Preto & Branco

Grande inovação para o mercado local

Jovem empreendedor apresenta sabão ecológico

“Kaia”, que nas línguas do sul do país significa casa, constitui a marca da iniciativa de produção cosmética, concretamente de sabão, do jovem empreendedor Moisés Azarias Manhice, que nascido em Inhambane está a cursar o quarto ano de Engenharia e Processos Industriais na Universidade Uni Zambeze, na província de Sofala, onde reside.  Já com o aval técnico científico da universidade já produziu algumas amostras, de sabão em bingo e líquido, gabando-se de ter como diferencial tratar-se de um produto ecológico e biodegradável e com cor azul que remete-nos as águas do mar,… mas falta-lhe financiamento para viabilizar a projecto cabalmente.

 Da conversa travada com este jovem de 22 anos de idade, apuramos que chama-se Moisés Azarias Manhice e que é oriundo da província de Inhambane, concretamente do distrito de Vilankulos, mas que sua mãe [já falecida] é natural da Beira, tendo passado a viver em Vilankulos, em virtude de casamento como o progenitor do Moisés.

Explica-nos que sua mãe era camponesa praticava a agricultura e também o comercio, enquanto o pai era potencialmente um comerciante que vende vestuário e calçado, de quem se inspira a sua veia empreendedora.

“Nasci numa família que tem lá um empreendedor que é o meu pai, inspiro-me nele. O meu pai faz conta própria a vários anos, dos seus ganhos consegue sustentar a família e esta habilidade foi uma luz para mim. Acredito que se meu pai tivesse uma formação académica faria muito mais. Por isso, que eu já na formação superior pensei, porquê não em fazer algo próprio, determinei que um dia eu também seria empreendedor”, conta o nosso entrevistado.

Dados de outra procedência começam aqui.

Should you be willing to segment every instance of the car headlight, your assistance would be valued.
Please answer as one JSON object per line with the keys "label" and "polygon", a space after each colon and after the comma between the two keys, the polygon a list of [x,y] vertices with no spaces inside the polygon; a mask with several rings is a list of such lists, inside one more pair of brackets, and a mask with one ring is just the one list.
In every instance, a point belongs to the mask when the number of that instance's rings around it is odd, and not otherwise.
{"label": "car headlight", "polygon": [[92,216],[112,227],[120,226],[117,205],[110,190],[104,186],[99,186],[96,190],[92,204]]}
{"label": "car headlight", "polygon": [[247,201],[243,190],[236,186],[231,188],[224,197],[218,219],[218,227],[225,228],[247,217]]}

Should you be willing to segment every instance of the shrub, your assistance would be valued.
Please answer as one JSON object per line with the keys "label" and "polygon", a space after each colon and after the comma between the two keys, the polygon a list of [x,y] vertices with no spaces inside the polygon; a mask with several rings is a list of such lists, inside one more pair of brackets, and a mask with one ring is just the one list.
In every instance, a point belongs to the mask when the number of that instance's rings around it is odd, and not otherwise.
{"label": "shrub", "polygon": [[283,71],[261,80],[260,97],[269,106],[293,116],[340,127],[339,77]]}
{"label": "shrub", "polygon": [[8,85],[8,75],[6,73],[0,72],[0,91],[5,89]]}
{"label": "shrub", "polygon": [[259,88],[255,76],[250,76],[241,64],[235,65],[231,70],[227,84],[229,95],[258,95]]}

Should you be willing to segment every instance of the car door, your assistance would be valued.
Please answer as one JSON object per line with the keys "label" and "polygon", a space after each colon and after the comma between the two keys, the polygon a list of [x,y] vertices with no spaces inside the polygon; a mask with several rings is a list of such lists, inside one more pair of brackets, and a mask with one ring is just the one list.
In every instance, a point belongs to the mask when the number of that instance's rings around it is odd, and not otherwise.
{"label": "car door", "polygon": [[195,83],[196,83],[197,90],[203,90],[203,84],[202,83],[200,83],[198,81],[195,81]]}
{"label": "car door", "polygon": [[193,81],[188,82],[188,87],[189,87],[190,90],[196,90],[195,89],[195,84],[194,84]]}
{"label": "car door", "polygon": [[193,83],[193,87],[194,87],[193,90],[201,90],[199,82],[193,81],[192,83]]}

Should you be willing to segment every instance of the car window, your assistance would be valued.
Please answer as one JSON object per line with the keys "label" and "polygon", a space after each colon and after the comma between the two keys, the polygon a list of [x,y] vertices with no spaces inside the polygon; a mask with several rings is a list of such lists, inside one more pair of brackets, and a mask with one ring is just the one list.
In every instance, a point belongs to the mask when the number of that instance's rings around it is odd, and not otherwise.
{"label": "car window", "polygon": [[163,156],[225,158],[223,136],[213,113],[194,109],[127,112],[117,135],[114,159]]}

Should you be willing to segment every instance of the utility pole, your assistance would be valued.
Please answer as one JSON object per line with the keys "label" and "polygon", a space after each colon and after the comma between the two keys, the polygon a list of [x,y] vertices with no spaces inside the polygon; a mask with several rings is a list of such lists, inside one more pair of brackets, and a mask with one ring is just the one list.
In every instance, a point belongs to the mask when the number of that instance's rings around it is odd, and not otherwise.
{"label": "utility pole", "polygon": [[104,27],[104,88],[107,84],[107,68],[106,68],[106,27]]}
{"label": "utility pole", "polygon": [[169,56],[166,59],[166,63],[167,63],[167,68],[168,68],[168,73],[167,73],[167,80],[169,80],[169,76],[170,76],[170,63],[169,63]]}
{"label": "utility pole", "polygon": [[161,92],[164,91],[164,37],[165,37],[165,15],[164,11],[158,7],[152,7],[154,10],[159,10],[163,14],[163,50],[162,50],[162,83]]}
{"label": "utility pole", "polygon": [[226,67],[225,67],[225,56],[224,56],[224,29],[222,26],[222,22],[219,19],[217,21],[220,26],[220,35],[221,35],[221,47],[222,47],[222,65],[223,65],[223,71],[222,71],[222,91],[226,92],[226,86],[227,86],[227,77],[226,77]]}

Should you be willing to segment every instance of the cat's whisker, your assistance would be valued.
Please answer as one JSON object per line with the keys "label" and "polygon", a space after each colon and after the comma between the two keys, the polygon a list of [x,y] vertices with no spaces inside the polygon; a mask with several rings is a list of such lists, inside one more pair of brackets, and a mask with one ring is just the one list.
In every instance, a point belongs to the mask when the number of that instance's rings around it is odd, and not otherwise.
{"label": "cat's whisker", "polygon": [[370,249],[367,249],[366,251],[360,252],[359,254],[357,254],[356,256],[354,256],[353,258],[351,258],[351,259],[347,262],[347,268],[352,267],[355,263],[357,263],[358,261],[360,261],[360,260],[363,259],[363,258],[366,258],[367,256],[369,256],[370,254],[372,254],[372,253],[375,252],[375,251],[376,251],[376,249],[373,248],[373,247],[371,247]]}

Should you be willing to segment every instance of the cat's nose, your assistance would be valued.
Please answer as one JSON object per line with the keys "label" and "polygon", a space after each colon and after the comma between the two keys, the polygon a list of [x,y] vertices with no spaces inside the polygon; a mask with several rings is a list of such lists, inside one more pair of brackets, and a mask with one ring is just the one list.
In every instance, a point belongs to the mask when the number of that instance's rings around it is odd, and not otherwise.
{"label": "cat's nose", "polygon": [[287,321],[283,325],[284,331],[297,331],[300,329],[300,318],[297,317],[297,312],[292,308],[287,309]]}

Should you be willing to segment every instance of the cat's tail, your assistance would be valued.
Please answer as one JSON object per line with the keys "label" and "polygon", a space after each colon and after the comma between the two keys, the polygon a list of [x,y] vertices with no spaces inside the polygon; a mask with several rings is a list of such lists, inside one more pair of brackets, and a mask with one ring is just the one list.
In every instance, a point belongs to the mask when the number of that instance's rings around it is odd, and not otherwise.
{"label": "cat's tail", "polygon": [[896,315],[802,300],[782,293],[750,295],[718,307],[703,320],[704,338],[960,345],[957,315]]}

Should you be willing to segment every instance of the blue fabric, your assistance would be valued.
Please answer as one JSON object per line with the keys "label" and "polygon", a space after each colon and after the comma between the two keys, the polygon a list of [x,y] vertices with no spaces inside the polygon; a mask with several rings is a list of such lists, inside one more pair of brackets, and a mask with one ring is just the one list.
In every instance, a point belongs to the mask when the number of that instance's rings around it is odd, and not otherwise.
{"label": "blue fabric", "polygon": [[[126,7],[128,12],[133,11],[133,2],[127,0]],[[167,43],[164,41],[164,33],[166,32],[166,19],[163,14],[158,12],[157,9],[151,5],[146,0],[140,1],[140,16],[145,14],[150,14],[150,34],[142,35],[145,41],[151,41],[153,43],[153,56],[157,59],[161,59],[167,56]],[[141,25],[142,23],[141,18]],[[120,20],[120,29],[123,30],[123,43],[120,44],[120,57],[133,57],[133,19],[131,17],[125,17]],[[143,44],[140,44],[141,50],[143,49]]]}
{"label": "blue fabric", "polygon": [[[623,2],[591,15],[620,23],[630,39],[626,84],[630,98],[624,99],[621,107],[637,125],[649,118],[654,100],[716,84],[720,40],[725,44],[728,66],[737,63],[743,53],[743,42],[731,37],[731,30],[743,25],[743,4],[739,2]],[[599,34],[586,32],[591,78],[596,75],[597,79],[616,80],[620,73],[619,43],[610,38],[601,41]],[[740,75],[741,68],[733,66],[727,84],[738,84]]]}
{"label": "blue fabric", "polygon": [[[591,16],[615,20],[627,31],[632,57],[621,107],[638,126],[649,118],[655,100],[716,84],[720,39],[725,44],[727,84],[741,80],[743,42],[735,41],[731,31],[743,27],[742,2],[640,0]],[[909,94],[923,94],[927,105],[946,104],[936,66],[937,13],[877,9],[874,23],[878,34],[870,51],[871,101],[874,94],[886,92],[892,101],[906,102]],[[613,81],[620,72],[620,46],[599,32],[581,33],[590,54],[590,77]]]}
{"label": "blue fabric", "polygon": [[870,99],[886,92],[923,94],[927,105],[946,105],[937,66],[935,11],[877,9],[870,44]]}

Questionado sobre a sua iniciativa e o nome “kaia” para o seu projecto, Moisés preferiu esclarecer primeiro acerca do nome, que além de estar ligado à utilidade caseira do produto, “associo este nome também ao facto de tratar-se de uma produção caseira e cuja matéria-prima é também caseira, estamos a falar do óleo residual.

Sobre a sua iniciativa empreendedora referiu que “o empreendimento tem como ramo a produção de sabão, neste caso cosmético, sabão em barras, bingos e detergentes, estando numa fase inicial diria que estamos diante de uma pequena empresa, porque ainda não comecei a produzir em massa e tenho vários desafios pela frente para expor o meu produto no mercado”, reconheceu.

Questionado sobre a opção do sabão e não de outro produto, o nosso entrevistado explicou que as características principais do seu produto foram motivadas pela actual situação do mundo e do pais, em particular, assolado pela pandemia da Covid-19. “ Na base da minha formação parei e pense: o que podia fazer para a sociedade, logo surgiu-me o sabão e que tem matéria-prima acessível no mercado”, fundamentou.

Posto à questão da validade científica da sua iniciativa, explicou que a ideia surgiu numa das visitas a Vilankulos, quando regressou à Beira abordou o seu docente e desvendou o mistério da sua iniciativa, que prontamente foi apoiada pelo docente, sendo que se seguia o projecto foi apresentado junto à reitoria da Uni Zambeze que deu-lhe luz verde para elaborar um plano de negócio.

Sobre o diferencial deste produto em relação a outros sabões que proliferam pelo mercado, o nosso entrevistado explicou-se; “O produto tem como finalidade a limpeza de superfícies, remoção de gorduras, limpeza corporal e também a limpeza de alumínio. Uma das características a destacar neste produto é que é de fabrico artesanal e comporta um detergente biodegradável, não está para poluir, mas sim para minimizar o impacto ambiental. Pois, a matéria-prima para a produção deste produto é um poluente ao meio ambiente, pelo que estou a beneficiar pela facilidade de aquisição, mas também poupando a poluição por um produto acabado. Por outro lado, o sabão tem a cor azul que me faz lembrar a cor da água da praia”, caracterizou Moisés.

Contudo ajuntou que “estou consciente que há vários concorrentes no mercado, mas lá está, o meu produto é biodegradável e ecológico, localmente não existe um igual essa já é uma vantagem para ampliar o meu mercado, mas para tal preciso de apoio para a concretização da empresa, financiamento e outras formas de parceria para poder produzir em quantidade e com a qualidade desejada”.

Na finalização da nossa conversa perguntamos o que era necessário para ser empreendedor, ao que respondeu: “Para ser empreendedor basta detectar um problema na sociedade e trazer uma solução, daí desperta o espirito empreendedor. A minha mensagem vai para quem quer ser empreendedor, primeiro, deve amar o que quer fazer, não olhar para si primeiro, mais sim para a sociedade, segundo, deve saber fazer para poder proporcionar um bom resultado a sociedade”, considerou.